Whether top homology vanishes or not instead has to do with orientability.

It's possible to directly visualize the case of $\mathbb{RP}^2$, so let's do it. In this case $\pi_1 \cong H_1 \cong \mathbb{Z}_2$, so the goal is to visualize why there's some loop which isn't trivial but such that twice that loop is trivial. Visualize $\mathbb{RP}^2$ as a disk $D^2$, but where antipodal points on the boundary have been identified. We'll consider loops starting and ending at the origin.

I claim that a representative of a generator of $\pi_1 \cong H_1$ is given by the loop which starts at the origin, goes up to the boundary, gets identified with the opposite point, and goes up back to the origin. Try nudging this loop around for a bit so you believe that it's not nullhomotopic: the point is that you can't nudge it away from the boundary because the two (antipodal, hence identified) points it's intersecting the boundary at can never annihilate.

Now we want to visualize why twice this loop is nullhomotopic. It will be convenient to nudge the loop so that it hits the boundary at four points, which come in two antipodal pairs $A, A', B, B'$, so that the loop hits them in that order before returning to the origin. At this point it would be helpful to draw a diagram if you haven't already; the disk, and the two loops in it, should look a bit like a tennis ball in profile. Now, nudge the loop so that $A, B'$ get closer together, and hence, since they're constrained to be antipodes, $A', B$ also get closer together. Eventually you'll have nudged them enough that you'll see that you can finally pull the curve away from the boundary: as you do so, $A', B$ annihilate each other, and then $A, B'$ annihilate each other.

A similar visualization works for the Klein bottle, visualized as a square with its sides identified appropriately.

Solution 2:

I'm not sure how to describe this precisely, but i had this question myself and this is a qualitative answer that I found intuitive:

In these spaces you can place a loop which is not trivial, but if you trace the loop twice, the result can be continuously deformed within the space to become trivial. That is the loop is it's own inverse.

In the $\mathbb{RP}^2$ case, consider $\mathbb{RP}^2$ as the quotient space of the square in the standard way, draw a line from a corner to the opposite corner. You can convince yourself that this is a non trivial loop, but by continuously rotating the line about $180^\circ$, the opposite ends are always identified under the quotient map so we are continuously moving the loop, but we reverse the orientation, so the loop is it's own inverse.

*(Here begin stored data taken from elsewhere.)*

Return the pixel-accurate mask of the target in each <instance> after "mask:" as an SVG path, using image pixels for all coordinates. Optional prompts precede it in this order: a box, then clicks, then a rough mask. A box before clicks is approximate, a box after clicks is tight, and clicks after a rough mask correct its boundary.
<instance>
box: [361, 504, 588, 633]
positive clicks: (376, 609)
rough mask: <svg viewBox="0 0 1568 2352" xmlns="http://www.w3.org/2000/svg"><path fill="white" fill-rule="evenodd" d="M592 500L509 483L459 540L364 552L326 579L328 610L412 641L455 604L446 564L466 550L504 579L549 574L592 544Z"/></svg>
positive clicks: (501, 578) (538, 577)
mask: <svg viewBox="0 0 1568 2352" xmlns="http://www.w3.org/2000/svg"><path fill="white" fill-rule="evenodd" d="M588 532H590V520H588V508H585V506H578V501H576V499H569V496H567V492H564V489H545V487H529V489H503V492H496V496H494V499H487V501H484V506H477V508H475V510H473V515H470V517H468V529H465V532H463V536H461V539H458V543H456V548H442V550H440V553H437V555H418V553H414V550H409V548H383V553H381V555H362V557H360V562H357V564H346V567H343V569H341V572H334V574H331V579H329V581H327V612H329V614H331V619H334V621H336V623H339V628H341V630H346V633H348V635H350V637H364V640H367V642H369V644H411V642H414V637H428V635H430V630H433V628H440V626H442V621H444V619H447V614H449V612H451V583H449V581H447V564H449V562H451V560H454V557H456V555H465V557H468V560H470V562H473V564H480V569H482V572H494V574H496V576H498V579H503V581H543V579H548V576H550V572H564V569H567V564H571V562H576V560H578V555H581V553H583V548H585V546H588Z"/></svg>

We can do a similar thing with the Klein bottle. Consider the Klein bottle as the cylinder, with top and bottom circles identified with opposite orientation. The loop around the top circle is then the same as the loop around the bottom circle with opposite orientation. Mapping it continuously to itself by moving it down the cylinder shows then that it is in some sense it's own inverse.